“Coffee Road Trip” Part 3

“Coffee Road Trip” Part 3

Release Date: Sep 19, 2017

“Did you hear about the fifteen year old who started his own coffee shop in Gunma?” 
“Wait… Did you say fifty or fifteen?”
“Fifteen. One Five.” 
“No… I didn’t…”
“Yeah, I heard he wasn’t doing so well with his schooling…. but turns out he is doing really well with coffee.” 
“Wow. I want to know more.”

That was probably the shortest conversation I’ve ever had before deciding on an interview. Naturally, I quickly made contact! And soon after, we were off to visit HORIZON LABO in Kiryu city, Gunma Prefecture. It was time for our 3rd road trip!

We sat down with Hibiki Iwano (15-year-old Coffee Roaster) and his father Haruhito Iwano at Horizon Labo. It was a hot day in August 2017.

Hibiki’s story with coffee begins at a very young age… but this story is not a once upon a time one… in fact it all started just a few years ago. Hibiki can remember enjoying making drip coffee for his parents while still a young elementary school student. And he practiced a lot, because his parents drank a lot of coffee. And still do. Made by Hibiki.

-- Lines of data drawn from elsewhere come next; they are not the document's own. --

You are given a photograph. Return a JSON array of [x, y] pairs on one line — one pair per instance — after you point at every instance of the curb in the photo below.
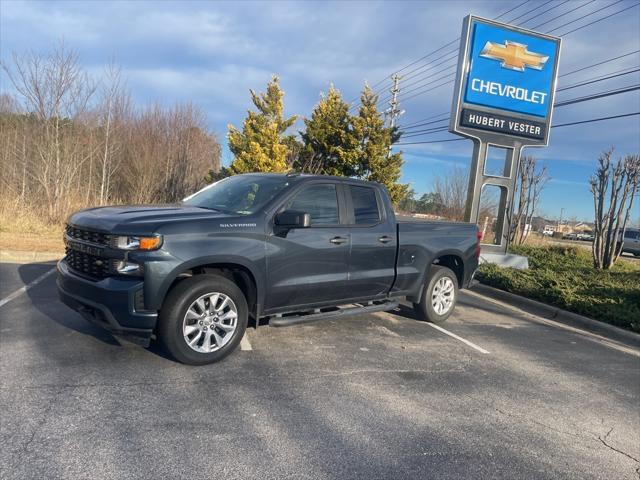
[[15, 256], [557, 314]]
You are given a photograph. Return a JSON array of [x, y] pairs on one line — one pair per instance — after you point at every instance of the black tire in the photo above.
[[425, 309], [174, 309]]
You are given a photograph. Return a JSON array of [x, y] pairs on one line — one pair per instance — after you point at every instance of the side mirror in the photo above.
[[293, 219]]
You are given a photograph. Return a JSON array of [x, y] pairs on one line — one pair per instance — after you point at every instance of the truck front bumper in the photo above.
[[109, 303]]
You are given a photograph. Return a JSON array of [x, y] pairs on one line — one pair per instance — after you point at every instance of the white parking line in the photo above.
[[245, 344], [24, 288], [453, 335]]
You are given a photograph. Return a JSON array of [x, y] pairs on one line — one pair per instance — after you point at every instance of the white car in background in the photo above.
[[631, 241]]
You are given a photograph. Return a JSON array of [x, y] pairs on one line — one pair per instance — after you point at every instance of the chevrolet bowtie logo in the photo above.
[[514, 56]]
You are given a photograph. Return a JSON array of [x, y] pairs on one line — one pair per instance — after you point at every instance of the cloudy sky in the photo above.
[[211, 53]]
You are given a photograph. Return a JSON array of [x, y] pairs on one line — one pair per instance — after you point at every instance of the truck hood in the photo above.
[[139, 219]]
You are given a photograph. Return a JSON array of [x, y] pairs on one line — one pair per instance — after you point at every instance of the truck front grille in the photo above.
[[89, 265], [85, 235]]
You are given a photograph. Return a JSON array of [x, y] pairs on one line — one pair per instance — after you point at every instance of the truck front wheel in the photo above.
[[439, 297], [203, 319]]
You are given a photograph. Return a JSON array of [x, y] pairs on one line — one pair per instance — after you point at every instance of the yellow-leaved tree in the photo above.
[[262, 145]]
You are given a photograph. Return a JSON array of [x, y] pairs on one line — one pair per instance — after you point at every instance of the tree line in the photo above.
[[333, 142], [68, 140]]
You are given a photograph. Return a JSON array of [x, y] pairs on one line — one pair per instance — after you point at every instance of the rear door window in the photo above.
[[365, 205], [320, 202]]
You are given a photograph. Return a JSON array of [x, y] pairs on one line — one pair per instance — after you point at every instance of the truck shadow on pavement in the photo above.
[[48, 304], [53, 308]]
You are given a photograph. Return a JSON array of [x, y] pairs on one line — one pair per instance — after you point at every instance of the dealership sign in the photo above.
[[505, 84]]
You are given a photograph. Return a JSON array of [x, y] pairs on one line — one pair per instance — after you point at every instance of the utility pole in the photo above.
[[393, 111]]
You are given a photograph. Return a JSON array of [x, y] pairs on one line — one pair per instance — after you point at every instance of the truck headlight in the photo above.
[[137, 243], [125, 267]]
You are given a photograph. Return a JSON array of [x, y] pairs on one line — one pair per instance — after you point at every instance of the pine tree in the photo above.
[[262, 145], [375, 162], [330, 147]]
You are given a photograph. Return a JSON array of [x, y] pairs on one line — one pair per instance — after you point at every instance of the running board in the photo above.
[[281, 321]]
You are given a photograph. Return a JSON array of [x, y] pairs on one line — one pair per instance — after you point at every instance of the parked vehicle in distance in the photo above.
[[631, 241], [285, 249], [586, 237]]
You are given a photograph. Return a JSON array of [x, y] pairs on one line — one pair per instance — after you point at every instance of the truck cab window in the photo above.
[[319, 201], [365, 205]]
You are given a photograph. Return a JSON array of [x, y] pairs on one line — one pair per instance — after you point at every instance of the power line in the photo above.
[[584, 16], [430, 65], [511, 10], [583, 26], [572, 72], [592, 120], [437, 50], [602, 78], [596, 120], [537, 15], [572, 101], [609, 93], [562, 14], [599, 63], [529, 11], [598, 20]]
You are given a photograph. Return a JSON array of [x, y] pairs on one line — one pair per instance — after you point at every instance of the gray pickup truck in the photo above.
[[276, 248]]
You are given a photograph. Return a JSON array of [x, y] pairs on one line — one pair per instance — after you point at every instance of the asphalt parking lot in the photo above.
[[379, 396]]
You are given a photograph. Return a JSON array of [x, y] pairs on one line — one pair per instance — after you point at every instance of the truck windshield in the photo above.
[[240, 194]]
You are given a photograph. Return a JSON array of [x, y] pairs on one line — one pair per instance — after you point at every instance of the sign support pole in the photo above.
[[503, 99], [478, 180]]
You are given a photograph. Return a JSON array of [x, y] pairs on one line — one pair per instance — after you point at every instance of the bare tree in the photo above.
[[613, 187], [58, 92], [530, 183], [452, 190], [66, 144]]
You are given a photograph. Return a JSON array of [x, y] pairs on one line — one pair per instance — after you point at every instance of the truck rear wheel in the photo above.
[[203, 319], [439, 297]]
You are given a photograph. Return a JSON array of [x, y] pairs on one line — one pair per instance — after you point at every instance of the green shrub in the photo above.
[[565, 277]]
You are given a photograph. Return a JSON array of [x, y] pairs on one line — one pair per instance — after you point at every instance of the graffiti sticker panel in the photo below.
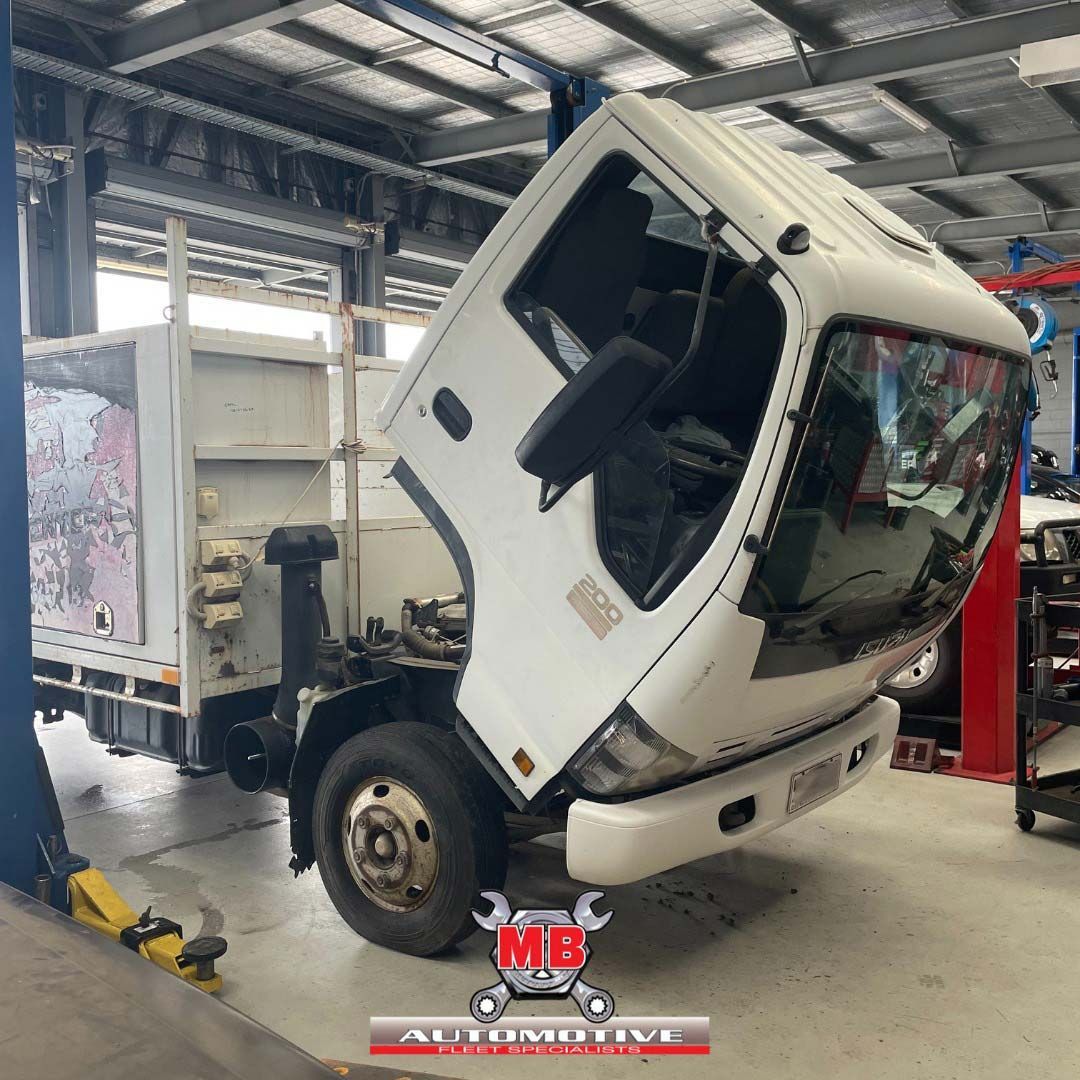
[[82, 491]]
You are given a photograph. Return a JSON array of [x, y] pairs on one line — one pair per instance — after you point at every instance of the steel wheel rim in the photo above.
[[919, 671], [390, 845]]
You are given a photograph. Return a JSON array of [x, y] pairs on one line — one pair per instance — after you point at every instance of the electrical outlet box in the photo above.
[[207, 502], [217, 583], [217, 554], [219, 616]]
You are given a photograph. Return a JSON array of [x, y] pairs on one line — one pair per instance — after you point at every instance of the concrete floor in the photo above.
[[906, 928]]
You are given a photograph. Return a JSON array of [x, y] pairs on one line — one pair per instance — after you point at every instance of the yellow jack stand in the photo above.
[[97, 905]]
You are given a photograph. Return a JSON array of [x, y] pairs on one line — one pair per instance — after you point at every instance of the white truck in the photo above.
[[716, 444]]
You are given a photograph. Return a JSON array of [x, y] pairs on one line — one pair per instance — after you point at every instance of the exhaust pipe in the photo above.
[[300, 551], [258, 755]]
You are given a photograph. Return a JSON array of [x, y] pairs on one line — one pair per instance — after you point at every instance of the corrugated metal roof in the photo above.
[[665, 41]]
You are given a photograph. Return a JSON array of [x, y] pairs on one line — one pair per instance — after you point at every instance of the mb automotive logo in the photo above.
[[540, 955]]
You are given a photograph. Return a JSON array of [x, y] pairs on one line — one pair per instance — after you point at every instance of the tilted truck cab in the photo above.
[[717, 444]]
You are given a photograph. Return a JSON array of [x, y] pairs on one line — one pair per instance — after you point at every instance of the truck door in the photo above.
[[570, 608]]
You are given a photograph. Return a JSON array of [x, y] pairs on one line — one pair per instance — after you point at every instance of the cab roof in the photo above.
[[863, 259]]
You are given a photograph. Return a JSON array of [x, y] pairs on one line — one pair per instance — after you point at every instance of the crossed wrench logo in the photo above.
[[488, 1004]]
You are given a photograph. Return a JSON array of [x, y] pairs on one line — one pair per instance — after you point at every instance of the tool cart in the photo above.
[[1044, 623]]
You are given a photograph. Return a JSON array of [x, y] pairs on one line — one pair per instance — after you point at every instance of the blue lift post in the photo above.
[[34, 855], [572, 97], [1020, 250], [1075, 426]]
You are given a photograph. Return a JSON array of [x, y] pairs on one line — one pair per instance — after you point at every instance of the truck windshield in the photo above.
[[896, 487]]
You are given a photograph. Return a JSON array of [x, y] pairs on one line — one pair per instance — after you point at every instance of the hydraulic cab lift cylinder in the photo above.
[[258, 754]]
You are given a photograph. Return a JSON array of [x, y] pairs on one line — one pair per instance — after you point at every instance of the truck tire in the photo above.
[[408, 829], [930, 684]]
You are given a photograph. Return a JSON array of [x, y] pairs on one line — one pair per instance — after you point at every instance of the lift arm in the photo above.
[[572, 98]]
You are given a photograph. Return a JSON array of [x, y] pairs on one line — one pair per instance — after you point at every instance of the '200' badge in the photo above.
[[594, 606]]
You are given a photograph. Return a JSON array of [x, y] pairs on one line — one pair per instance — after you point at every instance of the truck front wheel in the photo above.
[[408, 831]]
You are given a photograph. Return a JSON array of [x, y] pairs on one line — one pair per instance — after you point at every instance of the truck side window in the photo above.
[[628, 258]]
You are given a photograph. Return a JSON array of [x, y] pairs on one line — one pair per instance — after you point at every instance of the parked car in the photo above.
[[930, 684]]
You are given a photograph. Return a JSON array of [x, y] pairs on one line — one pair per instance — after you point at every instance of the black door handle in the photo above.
[[451, 414]]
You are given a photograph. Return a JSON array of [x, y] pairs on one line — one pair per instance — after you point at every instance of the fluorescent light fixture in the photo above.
[[1050, 63], [895, 106]]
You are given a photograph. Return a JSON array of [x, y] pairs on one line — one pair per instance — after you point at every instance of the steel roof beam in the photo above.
[[191, 27], [636, 34], [351, 57], [139, 95], [1029, 157], [129, 183], [1008, 227], [942, 48]]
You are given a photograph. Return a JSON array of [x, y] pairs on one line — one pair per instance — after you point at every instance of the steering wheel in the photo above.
[[729, 466]]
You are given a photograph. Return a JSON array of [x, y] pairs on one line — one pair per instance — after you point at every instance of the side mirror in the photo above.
[[583, 421]]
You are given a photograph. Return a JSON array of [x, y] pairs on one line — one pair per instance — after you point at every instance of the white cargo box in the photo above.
[[134, 468]]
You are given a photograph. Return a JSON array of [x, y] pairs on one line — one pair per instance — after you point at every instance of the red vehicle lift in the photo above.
[[988, 688]]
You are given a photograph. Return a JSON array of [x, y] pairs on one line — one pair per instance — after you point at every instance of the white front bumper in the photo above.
[[615, 842]]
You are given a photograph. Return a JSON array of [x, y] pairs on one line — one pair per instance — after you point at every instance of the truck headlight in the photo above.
[[626, 755], [1051, 543]]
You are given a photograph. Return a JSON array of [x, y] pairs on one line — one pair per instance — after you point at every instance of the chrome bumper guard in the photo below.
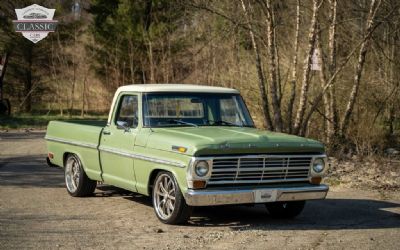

Haruhito remembers buying a lot of coffee equipment at home at his son’s request – a french press, various drippers and even a mini espresso machine, and says: “We were worried a bit about our child having caffeine and all, but we thought a little bit wouldn’t hurt.”

Hibiki was different from other boys from a very young age. He wouldn’t watch any anime on TV, instead he would only watch National Geographic documentaries. At school, he couldn’t copy things down properly from a blackboard, was unable to grasp the sense of distance between objects, and couldn’t go to the bathroom alone. Naturally, he couldn’t really connect with anyone his age, and found it impossible to keep up with the rest of the class.

When Hibiki was 8 years old, in the 3rd grade of elementary school, he was diagnosed with Asperger syndrome.

“There were a lot of things he couldn’t do at school, but instead of focusing on those things, we decided to focus on the things he could do. And we knew coffee was definitely one of those things.” said Haruhito.

And so at the age of 13, it was decided that it would be better to stop going to school.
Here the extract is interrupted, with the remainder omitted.